Code Quality The codebase maintains consistent naming conventions (wi:: namespace prefix for all engine types, wi prefix for filenames) and uses custom container types (wiVector, wiUnorderedMap, wiUnorderedSet) and a fixed-size function type to avoid heap allocations in the job system hot path. CI runs on Windows, Linux, and macOS via GitHub Actions with ccache for incremental builds. Testing is handled through a visual Tests application that enumerates render scenarios (physics, particles, hair, IK, networking, cloth, lightmap baking) rather than automated unit tests with assertions — there are no automated pass/fail unit tests in the traditional sense. Error handling uses assertion macros with platform error string lookup rather than C++ exceptions. The absence of a linter or static analysis tool in CI is notable for a project of this size, though the team relies on compiler warnings and manual review.

What Makes It Unique Wicked Engine’s breadth of rendering techniques in a single open-source codebase is uncommon: it simultaneously supports DDGI, Surfel GI, SSGI, voxel GI, and GPU path-traced lightmap baking, giving developers the ability to switch between or combine GI approaches without a commercial engine license. The Gaussian Splat renderer, added alongside traditional rasterization and ray tracing, places it at the frontier of modern rendering research. The VRM 1.0 support with spring bone, humanoid rig, and animation retargeting is a differentiator for avatar-driven applications. The GPU-driven particle system, ocean FFT simulation, SPH fluid simulation, and 3D path finding are self-contained subsystems rarely found integrated together in a free engine. Console support for Xbox Series X|S and PlayStation 5 via private SDK extensions makes it viable as a commercial shipping target beyond PC.

Self-Hosting

Wicked Engine is released under the MIT License, which is one of the most permissive open-source licenses available. You can use it freely in commercial products, modify the source code, distribute it, and sublicense it — including in closed-source applications — without any royalties, engine fees, or requirement to open your own source code. The only obligation is to include the original copyright notice and license text in your distribution. This makes it unambiguously safe for commercial game development, tooling, and any other proprietary application.

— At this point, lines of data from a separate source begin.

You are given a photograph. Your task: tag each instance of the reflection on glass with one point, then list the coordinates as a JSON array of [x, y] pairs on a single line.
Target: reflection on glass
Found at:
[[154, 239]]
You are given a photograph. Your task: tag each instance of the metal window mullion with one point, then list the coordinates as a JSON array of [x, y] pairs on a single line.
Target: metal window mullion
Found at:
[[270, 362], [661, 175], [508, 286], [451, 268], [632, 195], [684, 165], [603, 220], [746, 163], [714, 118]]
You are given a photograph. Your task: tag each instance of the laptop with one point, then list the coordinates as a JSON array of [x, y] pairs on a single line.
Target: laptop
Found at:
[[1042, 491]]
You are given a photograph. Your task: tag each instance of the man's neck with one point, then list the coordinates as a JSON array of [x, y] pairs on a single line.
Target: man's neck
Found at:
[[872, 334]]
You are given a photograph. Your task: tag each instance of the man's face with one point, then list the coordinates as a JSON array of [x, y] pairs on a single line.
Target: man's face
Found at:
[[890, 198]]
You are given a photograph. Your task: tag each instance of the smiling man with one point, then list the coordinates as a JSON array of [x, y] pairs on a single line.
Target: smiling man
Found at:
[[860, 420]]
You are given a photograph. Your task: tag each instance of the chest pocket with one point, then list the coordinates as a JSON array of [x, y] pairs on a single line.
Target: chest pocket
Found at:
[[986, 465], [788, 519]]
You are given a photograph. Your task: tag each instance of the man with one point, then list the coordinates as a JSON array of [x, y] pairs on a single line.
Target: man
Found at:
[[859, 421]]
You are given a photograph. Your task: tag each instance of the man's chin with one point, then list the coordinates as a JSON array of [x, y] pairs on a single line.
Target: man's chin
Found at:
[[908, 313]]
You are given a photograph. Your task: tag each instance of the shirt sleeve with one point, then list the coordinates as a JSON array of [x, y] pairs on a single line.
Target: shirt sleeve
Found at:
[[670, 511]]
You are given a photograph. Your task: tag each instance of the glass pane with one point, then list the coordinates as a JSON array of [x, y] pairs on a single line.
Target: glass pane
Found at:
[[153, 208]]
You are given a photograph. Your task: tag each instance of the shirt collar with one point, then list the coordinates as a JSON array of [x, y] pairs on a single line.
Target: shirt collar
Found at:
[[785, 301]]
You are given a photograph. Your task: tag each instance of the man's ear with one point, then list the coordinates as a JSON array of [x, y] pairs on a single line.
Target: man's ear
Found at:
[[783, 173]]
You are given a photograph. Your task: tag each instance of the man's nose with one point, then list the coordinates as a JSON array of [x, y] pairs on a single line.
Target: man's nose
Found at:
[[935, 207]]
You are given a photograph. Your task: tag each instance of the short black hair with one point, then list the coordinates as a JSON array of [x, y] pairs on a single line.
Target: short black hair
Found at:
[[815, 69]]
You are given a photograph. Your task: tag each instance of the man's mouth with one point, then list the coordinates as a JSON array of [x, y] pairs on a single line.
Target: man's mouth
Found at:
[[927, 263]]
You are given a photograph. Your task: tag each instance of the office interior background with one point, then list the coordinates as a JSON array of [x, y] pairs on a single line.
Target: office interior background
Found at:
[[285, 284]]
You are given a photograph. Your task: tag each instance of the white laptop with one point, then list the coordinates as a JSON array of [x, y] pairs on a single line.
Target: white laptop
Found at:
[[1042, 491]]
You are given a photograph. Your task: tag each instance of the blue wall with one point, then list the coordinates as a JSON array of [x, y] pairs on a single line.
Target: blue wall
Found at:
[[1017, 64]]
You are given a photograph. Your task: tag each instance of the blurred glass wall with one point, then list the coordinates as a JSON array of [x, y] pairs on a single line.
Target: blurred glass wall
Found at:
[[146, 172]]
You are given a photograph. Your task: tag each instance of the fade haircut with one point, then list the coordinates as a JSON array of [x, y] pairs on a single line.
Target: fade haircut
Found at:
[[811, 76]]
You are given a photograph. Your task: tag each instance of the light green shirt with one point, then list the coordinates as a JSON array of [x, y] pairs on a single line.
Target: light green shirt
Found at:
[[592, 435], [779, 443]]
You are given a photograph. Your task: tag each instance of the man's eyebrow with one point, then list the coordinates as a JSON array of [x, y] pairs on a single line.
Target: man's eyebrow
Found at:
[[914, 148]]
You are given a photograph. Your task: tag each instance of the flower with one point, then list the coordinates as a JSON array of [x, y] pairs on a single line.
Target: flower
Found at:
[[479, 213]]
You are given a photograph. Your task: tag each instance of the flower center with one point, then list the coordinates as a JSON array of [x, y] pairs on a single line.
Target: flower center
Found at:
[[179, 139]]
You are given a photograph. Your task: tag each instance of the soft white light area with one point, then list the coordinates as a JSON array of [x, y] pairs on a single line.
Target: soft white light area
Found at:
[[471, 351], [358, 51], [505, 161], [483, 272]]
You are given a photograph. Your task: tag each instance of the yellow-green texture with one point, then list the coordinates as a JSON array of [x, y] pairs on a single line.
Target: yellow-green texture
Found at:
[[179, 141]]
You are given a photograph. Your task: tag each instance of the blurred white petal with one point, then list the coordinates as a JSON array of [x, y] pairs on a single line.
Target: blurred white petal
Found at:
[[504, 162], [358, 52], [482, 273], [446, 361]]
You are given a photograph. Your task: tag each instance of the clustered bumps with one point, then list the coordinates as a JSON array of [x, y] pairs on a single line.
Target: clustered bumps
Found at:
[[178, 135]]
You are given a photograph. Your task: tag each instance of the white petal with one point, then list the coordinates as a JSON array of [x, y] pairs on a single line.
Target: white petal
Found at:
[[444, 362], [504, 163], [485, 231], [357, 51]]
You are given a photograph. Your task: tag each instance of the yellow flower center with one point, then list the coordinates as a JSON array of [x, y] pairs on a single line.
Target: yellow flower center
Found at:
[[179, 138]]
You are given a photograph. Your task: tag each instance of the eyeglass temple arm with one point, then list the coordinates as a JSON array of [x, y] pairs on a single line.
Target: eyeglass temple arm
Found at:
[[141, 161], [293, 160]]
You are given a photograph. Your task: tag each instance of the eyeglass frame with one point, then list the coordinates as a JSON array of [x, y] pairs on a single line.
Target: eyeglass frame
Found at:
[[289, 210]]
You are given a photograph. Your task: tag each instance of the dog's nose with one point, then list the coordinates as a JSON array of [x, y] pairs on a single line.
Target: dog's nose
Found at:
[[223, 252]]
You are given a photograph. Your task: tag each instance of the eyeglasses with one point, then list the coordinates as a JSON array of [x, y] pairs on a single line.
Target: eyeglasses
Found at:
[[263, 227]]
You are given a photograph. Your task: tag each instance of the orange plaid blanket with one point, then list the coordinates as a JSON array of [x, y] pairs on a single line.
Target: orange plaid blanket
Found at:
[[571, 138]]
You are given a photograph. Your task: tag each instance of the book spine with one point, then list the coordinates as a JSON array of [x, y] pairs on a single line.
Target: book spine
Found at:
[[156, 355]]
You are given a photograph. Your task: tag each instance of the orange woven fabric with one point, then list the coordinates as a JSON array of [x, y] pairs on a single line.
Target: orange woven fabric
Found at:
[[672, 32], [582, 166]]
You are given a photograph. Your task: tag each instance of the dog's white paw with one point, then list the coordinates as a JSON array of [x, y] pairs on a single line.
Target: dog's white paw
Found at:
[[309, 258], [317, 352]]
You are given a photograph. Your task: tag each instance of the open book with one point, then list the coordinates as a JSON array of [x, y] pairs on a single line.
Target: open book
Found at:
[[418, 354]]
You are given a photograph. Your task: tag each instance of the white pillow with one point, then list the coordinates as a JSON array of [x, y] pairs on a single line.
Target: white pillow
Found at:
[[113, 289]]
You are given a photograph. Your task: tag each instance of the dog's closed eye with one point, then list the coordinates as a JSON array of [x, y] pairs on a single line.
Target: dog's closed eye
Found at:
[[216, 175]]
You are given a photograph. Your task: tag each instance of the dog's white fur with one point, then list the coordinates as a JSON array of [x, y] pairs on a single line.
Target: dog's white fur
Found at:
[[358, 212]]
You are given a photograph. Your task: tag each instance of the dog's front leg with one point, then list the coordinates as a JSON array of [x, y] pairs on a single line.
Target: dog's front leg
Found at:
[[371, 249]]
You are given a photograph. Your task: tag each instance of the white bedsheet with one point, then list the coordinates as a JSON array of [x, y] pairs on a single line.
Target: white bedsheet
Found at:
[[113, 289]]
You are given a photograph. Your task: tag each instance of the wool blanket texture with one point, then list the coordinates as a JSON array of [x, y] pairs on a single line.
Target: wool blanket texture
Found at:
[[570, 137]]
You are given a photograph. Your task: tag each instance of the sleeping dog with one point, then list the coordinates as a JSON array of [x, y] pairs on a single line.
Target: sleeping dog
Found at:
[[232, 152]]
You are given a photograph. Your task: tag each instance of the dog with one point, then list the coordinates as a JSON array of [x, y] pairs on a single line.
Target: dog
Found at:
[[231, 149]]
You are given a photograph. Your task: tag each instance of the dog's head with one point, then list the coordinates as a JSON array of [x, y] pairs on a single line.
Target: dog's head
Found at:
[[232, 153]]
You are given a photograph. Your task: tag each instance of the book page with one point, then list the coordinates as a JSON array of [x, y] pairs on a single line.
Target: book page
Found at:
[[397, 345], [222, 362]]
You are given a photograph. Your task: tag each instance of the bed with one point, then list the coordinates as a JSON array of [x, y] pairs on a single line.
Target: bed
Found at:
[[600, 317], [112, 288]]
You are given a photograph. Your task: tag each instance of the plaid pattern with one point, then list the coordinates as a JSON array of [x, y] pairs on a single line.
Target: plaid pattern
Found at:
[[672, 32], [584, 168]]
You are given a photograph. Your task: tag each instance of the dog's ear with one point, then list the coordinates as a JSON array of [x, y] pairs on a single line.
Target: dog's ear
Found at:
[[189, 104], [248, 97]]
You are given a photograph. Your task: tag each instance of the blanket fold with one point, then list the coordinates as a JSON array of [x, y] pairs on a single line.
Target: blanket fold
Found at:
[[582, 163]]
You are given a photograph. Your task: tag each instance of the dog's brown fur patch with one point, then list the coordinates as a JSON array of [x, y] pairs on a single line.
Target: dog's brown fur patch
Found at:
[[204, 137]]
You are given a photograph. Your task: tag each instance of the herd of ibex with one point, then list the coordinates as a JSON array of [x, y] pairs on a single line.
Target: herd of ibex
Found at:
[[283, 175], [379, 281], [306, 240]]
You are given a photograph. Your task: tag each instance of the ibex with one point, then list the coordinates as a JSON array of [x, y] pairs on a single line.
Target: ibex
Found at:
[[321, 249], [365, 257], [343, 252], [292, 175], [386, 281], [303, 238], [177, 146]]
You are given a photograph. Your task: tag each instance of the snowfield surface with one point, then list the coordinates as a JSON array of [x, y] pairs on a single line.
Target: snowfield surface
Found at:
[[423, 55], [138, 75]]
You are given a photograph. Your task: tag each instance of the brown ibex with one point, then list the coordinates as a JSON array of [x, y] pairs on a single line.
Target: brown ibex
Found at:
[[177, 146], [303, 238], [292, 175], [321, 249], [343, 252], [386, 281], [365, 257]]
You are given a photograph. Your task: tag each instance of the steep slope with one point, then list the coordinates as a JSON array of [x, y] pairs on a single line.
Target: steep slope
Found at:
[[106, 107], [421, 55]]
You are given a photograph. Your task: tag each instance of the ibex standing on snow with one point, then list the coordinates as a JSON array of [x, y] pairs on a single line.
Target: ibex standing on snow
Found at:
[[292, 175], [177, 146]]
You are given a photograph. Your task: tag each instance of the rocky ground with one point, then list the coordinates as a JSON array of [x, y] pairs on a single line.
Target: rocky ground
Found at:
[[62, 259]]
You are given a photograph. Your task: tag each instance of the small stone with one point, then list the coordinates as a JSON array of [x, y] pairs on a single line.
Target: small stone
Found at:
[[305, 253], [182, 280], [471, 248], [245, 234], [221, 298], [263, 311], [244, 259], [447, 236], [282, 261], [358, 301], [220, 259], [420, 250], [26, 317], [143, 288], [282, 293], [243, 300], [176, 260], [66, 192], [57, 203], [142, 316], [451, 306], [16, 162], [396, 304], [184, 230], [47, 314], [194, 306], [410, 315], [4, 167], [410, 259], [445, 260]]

Running Wicked Engine yourself means taking on full responsibility for the infrastructure and build pipeline. The engine has no server-side component, no telemetry, and no cloud dependency — it is a local C++ library and editor. You will need to maintain your own build toolchain (MSVC on Windows, g++/clang on Linux, Xcode on macOS), keep shaders recompiled as the HLSL sources evolve, and manage platform SDK updates (DX12 Agility SDK, Vulkan SDK, Metal). Console support for Xbox and PlayStation requires acquiring the platform-specific extension files from the console vendor directly, as those are not included in the public repository. The community is active on Discord and GitHub Issues, and the project ships monthly releases, so staying on a recent version requires periodic integration work.

Because Wicked Engine has no hosted or managed commercial tier, there is no SaaS alternative with an SLA, managed updates, or enterprise support contract. What you trade for the zero-cost MIT license is the absence of commercial support, guaranteed uptime for any cloud features, or a dedicated customer success team. For teams evaluating it against commercial engines like Unity or Unreal Engine, the trade-off is maximum licensing freedom and full source access at the cost of self-managed infrastructure, no marketplace, and a smaller contributor community than the large commercial engines provide.